Już za dwa tygodnie na platformie streamingowej Netflix zadebiutuje serial „Wiedźmin”, nakręcony w oparciu o kultową sagę autorstwa łódzkiego pisarza, Andrzeja Sapkowskiego. W sieci pojawiły się nowe materiały promocyjne.
Na dwa tygodnie przed premierą serialu, Netflix udostępnił w sieci nowe plakaty. Na jednym z nich widnieje twarz wiedźmina Geralta, w którego wciela się brytyjski aktor Henry Cavill.
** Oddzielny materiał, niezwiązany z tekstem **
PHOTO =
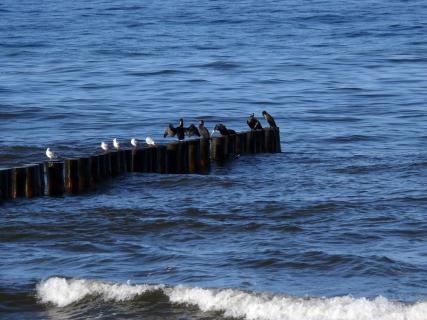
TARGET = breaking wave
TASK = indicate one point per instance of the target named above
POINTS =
(234, 303)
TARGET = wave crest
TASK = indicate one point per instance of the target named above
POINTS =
(236, 303)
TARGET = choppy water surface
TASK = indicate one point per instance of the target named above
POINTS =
(332, 228)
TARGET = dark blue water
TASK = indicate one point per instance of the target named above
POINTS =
(332, 228)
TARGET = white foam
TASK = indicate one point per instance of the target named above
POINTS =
(238, 304)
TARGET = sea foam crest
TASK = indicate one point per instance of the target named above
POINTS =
(236, 303)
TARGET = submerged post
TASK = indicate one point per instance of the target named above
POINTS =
(194, 156)
(55, 178)
(205, 156)
(19, 179)
(5, 184)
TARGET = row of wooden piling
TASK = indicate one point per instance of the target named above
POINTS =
(78, 175)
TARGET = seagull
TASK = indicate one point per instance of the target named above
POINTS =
(116, 144)
(269, 119)
(134, 142)
(50, 154)
(253, 122)
(150, 141)
(223, 130)
(202, 130)
(104, 146)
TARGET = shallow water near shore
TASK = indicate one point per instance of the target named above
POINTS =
(334, 227)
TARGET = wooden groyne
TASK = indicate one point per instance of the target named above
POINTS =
(78, 175)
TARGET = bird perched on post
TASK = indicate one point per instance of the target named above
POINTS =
(192, 131)
(134, 142)
(269, 119)
(150, 141)
(116, 144)
(253, 122)
(50, 154)
(104, 146)
(203, 131)
(223, 130)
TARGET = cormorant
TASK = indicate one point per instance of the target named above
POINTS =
(269, 119)
(253, 122)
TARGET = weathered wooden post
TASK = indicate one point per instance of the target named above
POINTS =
(72, 176)
(122, 163)
(5, 184)
(205, 156)
(85, 174)
(19, 179)
(241, 143)
(270, 140)
(194, 156)
(115, 163)
(250, 141)
(95, 169)
(218, 148)
(55, 178)
(231, 145)
(128, 156)
(182, 158)
(162, 159)
(172, 157)
(33, 183)
(277, 134)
Wizerunek z plakatu znacząco różni się od tego, który widzieliśmy w trailerze i na dotychczasowych grafikach. Przy prawym (lewym z perspektywy oglądającego) oku wiedźmina pojawiła się charakterystyczna blizna, którą Geralt miał również w egranizacji CD Projektu i w polskim serialu.
W dodatku na twarzy wiedźmina widać zarost, co jest sprzeczne z opisem książkowym, ale pokrywa się z wizerunkiem znanym z gier.
Dodatkowo w sieci pojawił się fragment jednego z odcinków, na którym twórcy zobrazowali młodość czarodziejki Yennefer. Historia ta jest w całości autorskim pomysłem scenarzystów serialu i nie była opisana w książkach. Twórcy produkcji nawiązali luźno do tego, co czarodziejka sama mówiła o sobie na kartach książki. Wszystko po to, by poza Geraltem była jeszcze silna główna postać kobieca.
Poza Yennefer we fragmencie widać czarodzieja Istredda i czarodziejkę Fringille, w których wcielają się czarnoskórzy aktorzy, co również nie pokrywa się z książkowym opisem.